Beam me up (to Youngstown)!

Despite his conviction, his expulsion from the U.S. House and a really bad hairpiece, former Ohio Rep. Jim Traficant will find that some in Youngstown still love him.

Published July 26, 2002 12:56AM (EDT)

Congress' near-unanimous vote Tuesday night to expel nine-term Ohio congressman and convicted felon James Traficant was hardly a surprise to television viewers around the country who had glimpsed his bizarre defense against ethics charges in the past two weeks.

His references to "gastric emissions" and "Playboy bunnies" undoubtedly produced as many guffaws as his feral hairpiece and "Beam me up!" remarks on the floor of Congress regularly do. But the antics couldn't convince House colleagues to buy Traficant's argument that his recent federal conviction on bribery, corruption and racketeering charges was pure payback for his outspoken -- and at times outrageous -- views.

If Traficant's tale played as comedy to much of its national audience, the story takes on tragic overtones from the perspective of many in his northeastern Ohio district, where his fall from folk hero to felon mirrors Youngstown's calamitous descent from Steeltown U.S.A. to Crimetown U.S.A.

Traficant, only the second representative to be formally expelled from Congress since the Civil War, will be sentenced to up to seven years by a federal judge next week. But only the history of the once coal-rich Mahoning Valley and its fading fortunes can explain why some pundits predict that the Democrat-turned-Independent could net 20-some percent of the vote this fall for his old seat -- even if he runs from prison, as he has vowed to do.

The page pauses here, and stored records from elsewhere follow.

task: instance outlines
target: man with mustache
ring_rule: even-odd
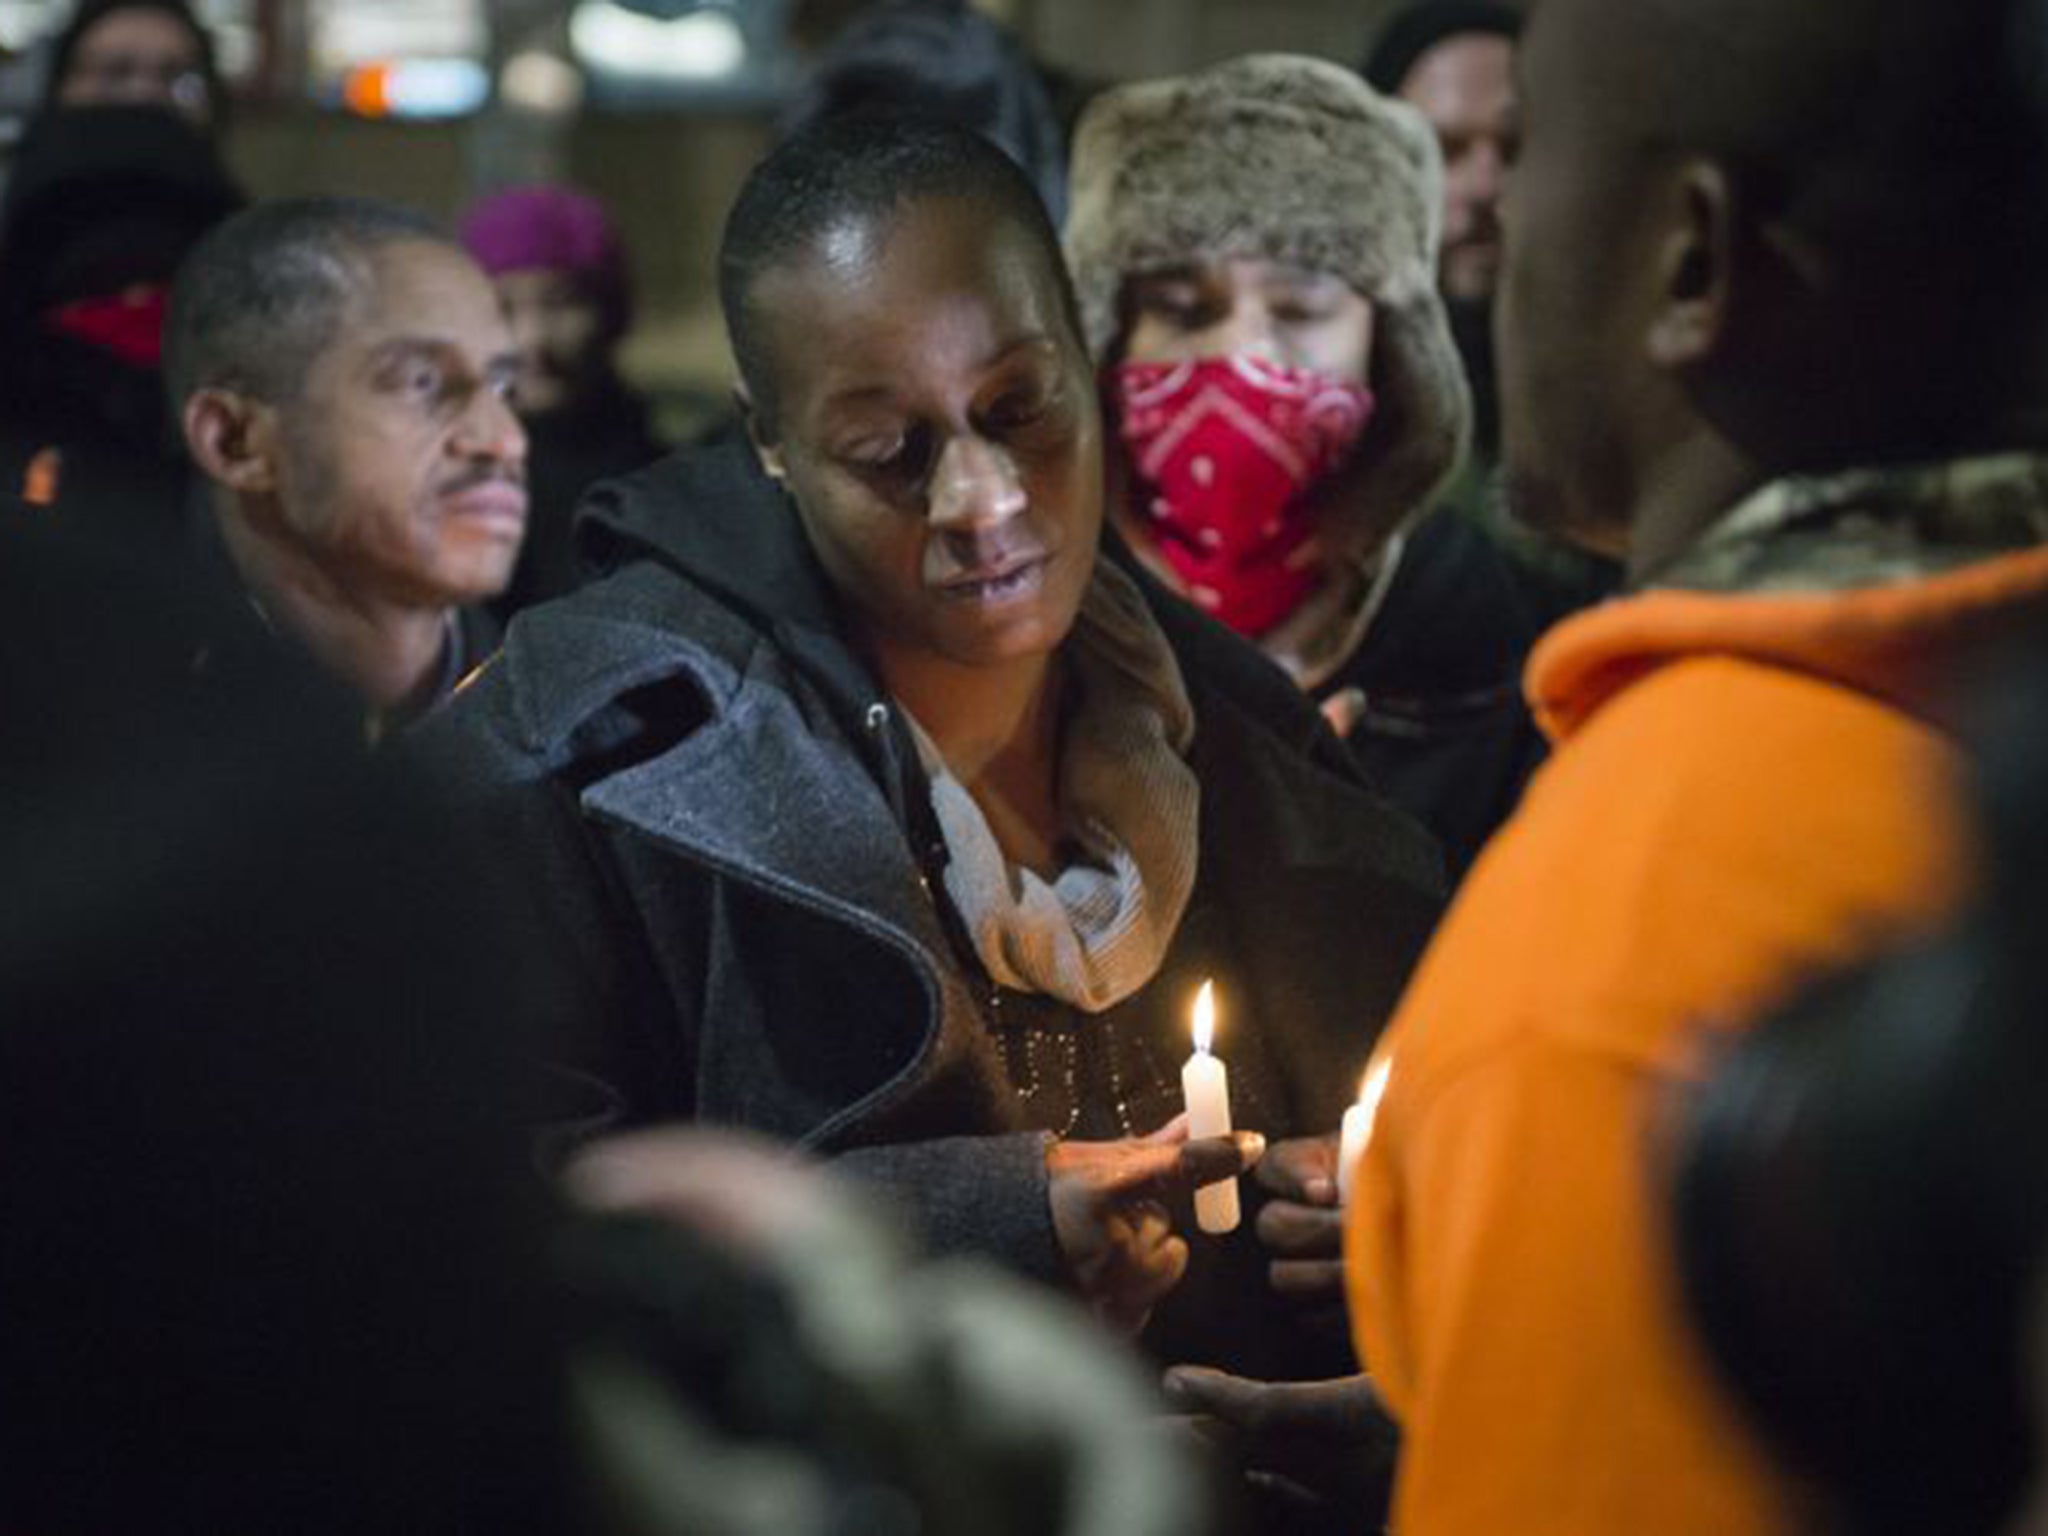
[[[172,291],[165,377],[227,560],[373,736],[492,648],[467,605],[504,589],[526,529],[517,369],[490,280],[386,203],[251,209]]]

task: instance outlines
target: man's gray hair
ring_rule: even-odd
[[[171,288],[164,385],[173,414],[196,390],[289,399],[384,246],[453,248],[416,209],[361,197],[287,198],[236,214],[194,247]]]

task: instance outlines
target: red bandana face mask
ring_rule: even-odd
[[[138,283],[120,293],[76,299],[43,317],[60,336],[98,347],[136,368],[156,368],[164,355],[164,311],[170,292]]]
[[[1290,560],[1314,532],[1306,493],[1372,419],[1372,391],[1258,358],[1125,363],[1113,376],[1138,509],[1206,612],[1245,635],[1313,592]]]

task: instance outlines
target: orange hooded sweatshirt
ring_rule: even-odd
[[[1932,568],[1652,591],[1532,656],[1556,752],[1381,1042],[1347,1217],[1396,1532],[1792,1528],[1682,1315],[1655,1127],[1715,1030],[1965,884],[1945,663],[2048,606],[2048,549]]]

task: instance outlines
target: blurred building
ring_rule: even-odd
[[[71,0],[0,0],[0,147]],[[726,205],[807,58],[871,0],[193,0],[258,196],[353,192],[443,217],[566,180],[615,210],[641,320],[626,371],[671,433],[725,393],[713,292]],[[977,0],[1069,86],[1253,49],[1355,61],[1388,0]]]

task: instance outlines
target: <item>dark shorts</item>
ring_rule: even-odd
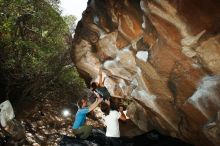
[[[122,146],[121,140],[119,137],[107,137],[108,146]]]

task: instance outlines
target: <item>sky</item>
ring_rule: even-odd
[[[60,8],[62,15],[74,15],[77,17],[77,22],[82,17],[82,12],[87,7],[88,0],[60,0]]]

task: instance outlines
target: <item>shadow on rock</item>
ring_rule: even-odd
[[[87,139],[63,136],[60,146],[105,146],[106,136],[101,129],[92,129],[92,134]]]
[[[180,139],[162,135],[156,130],[144,133],[133,138],[133,146],[193,146]]]
[[[177,138],[165,136],[153,130],[133,138],[121,137],[120,146],[193,146]],[[105,133],[94,129],[91,136],[82,140],[76,137],[63,136],[60,146],[110,146]]]
[[[64,135],[61,139],[60,146],[99,146],[99,144],[89,140],[83,140]]]

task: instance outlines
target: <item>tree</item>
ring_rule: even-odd
[[[65,94],[84,86],[75,75],[72,80],[79,81],[63,88],[64,68],[71,64],[71,35],[60,12],[54,9],[58,2],[0,0],[0,96]],[[67,20],[71,24],[75,21],[72,16]],[[71,71],[76,72],[73,65]]]
[[[63,19],[68,25],[70,33],[73,34],[75,32],[75,28],[76,28],[75,22],[77,18],[74,15],[66,15],[63,16]]]

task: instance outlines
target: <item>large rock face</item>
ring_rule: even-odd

During his 22 years in public office, he routinely garnered 70 percent or more of the local vote. His support is strongest among the over-50 population, according to Youngstown State University professor William Binning, chairman of the political science department. Not coincidentally, those are the same residents with the clearest memory of Youngstown's heyday as a steel-making giant.

While his stock has sunk since his indictment last year and conviction by a Cleveland jury in April, Traficant's maverick "up-yours" stance has long charmed Youngstowners whose falling out with the federal government began with the first steel mill closings in 1977, when the Carter administration refused to back a local plan for worker ownership of the plants.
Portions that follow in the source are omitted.